Exclusive Interview With Slydoggie's Christian Davis

Born into music, Christian Davis toured with his parents as a child. As an artist for BMI, he opened for acts like Christina Aguilera, ‘N Sync and Backstreet Boys. When he came to L.A. looking for a new record deal, he failed to find one. Instead, he transformed 
into one of the industry’s most sought after writer / producers. His recent work with El DeBarge netted him a nomination for R&B Album of the Year. His Slydoggie Productions provides artists with a one-stop, artist-focused shop that includes a label in addition to a wide network of industry professionals.

Born to Sing:
At three days old, I was put on a 35- foot 4104 tour bus until I was nine. That was my home. My father used to play organ with Mark Farner of Grand Funk Railroad and then did a Christian album. I left the road at 10, came back to music at 14 and got my deal at 16. I opened for all the pop era of the late-‘90s and sold about half a million records.

Two Ladders:
Every label loved my sound, wanted to cut and demo my songs, but wasn’t looking to sign an artist. So I took the job in front of me and became a writer and producer. I had to learn to be the artist that I am in the studio for other artists. It’s one thing to be an artist, it’s another to transition over to a credible writer-producer and sign with an artist production company, Darkchild. I climbed a totally different ladder in the industry. The funny thing is now I’m being talked about on an artistry level again, with everybody being 30 and white and cool. I happen to be 30 and white and cool. I might do something again. If not, I’m content.

Stay Thirsty:
There's definitely a challenge in building a successful production company and that is just to stay humble and don’t put all your eggs in one basket. Always be creative and innovative and new. And never get content, because there are a thousand guys younger and better than you nipping at your heels.

Creating, Not Recreating:
[Slydoggie] started out with just me, but then being with Darkchild [Rodney Jerkins] and seeing the model of a warehouse, a factory if you will, of a production company, I took some of those elements. You’ve got to be careful not to get too factory and just be pushing out records or whatever is the flavor of the week, but you’ve still got to keep it moving. You can get too into the music and lose sight of the actual business. You can end up broke and heading out of L.A. on the same bus you came in on if you don’t keep the business in sight.

Just What You Need:
The reason we’ve become a record label and have gotten our own distribution is because the record labels are a little scared. They’re still doing their thing, but the cool thing about being a production company with distribution is we can help cater to what they are lacking. If they’ve got a great live performance and the record doesn’t stand up to it, we’re there for you. If you need to break a single, need to do some remixes, we’re there for you. Your sound might be the right sound but the wrong place. We’re here to help.

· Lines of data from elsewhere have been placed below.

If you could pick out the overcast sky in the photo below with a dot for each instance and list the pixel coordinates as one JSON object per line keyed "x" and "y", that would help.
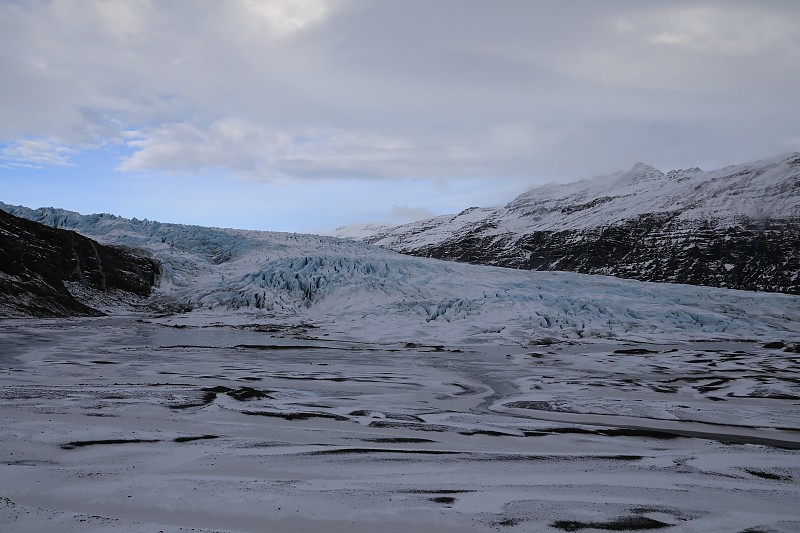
{"x": 304, "y": 115}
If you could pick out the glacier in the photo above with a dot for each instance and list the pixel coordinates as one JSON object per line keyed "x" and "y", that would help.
{"x": 348, "y": 285}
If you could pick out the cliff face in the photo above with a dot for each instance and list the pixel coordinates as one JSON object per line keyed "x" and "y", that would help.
{"x": 36, "y": 261}
{"x": 737, "y": 227}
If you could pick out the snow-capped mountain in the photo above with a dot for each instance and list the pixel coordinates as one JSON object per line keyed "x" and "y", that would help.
{"x": 737, "y": 227}
{"x": 355, "y": 290}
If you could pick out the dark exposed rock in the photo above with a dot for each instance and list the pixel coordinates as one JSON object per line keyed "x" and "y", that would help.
{"x": 36, "y": 261}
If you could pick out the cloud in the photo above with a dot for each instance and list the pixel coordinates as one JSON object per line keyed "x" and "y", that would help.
{"x": 404, "y": 213}
{"x": 36, "y": 152}
{"x": 312, "y": 89}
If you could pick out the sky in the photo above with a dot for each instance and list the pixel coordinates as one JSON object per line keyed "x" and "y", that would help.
{"x": 306, "y": 115}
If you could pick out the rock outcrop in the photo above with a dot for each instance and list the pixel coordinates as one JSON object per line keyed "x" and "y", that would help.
{"x": 49, "y": 272}
{"x": 738, "y": 227}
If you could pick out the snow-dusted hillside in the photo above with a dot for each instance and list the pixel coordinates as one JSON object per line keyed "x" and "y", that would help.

We’re taking all the years we’ve screwed up and helping people learn how to get it right. So our deals are normally a partnership with the artist in some capacity. We can help them break themselves or, if they’re into doing a major label thing, we’ll get the package put together properly.

Star Polish:
Unfortunately, A&R now are kids on the Internet who don’t have any musical background. If Adele walked in and sang for them, they would say she was too fat and has an okay voice. That’s not what an A&R’s supposed to do. So now the production companies have been able to step up and become the A&R to cultivate that talent, polish and find that star-ism that they have. What is the catch? What is the hook for that artist? And capitalize on and build a plan around that.

Be Real:
What makes a hit is realness. It’s got to be believable. A listener wants to fall in love with something. They want it to be real. What makes a great movie is a great actor. You’ve got to have the right artist for the right song with the right delivery. It’s all got to be real and make sense.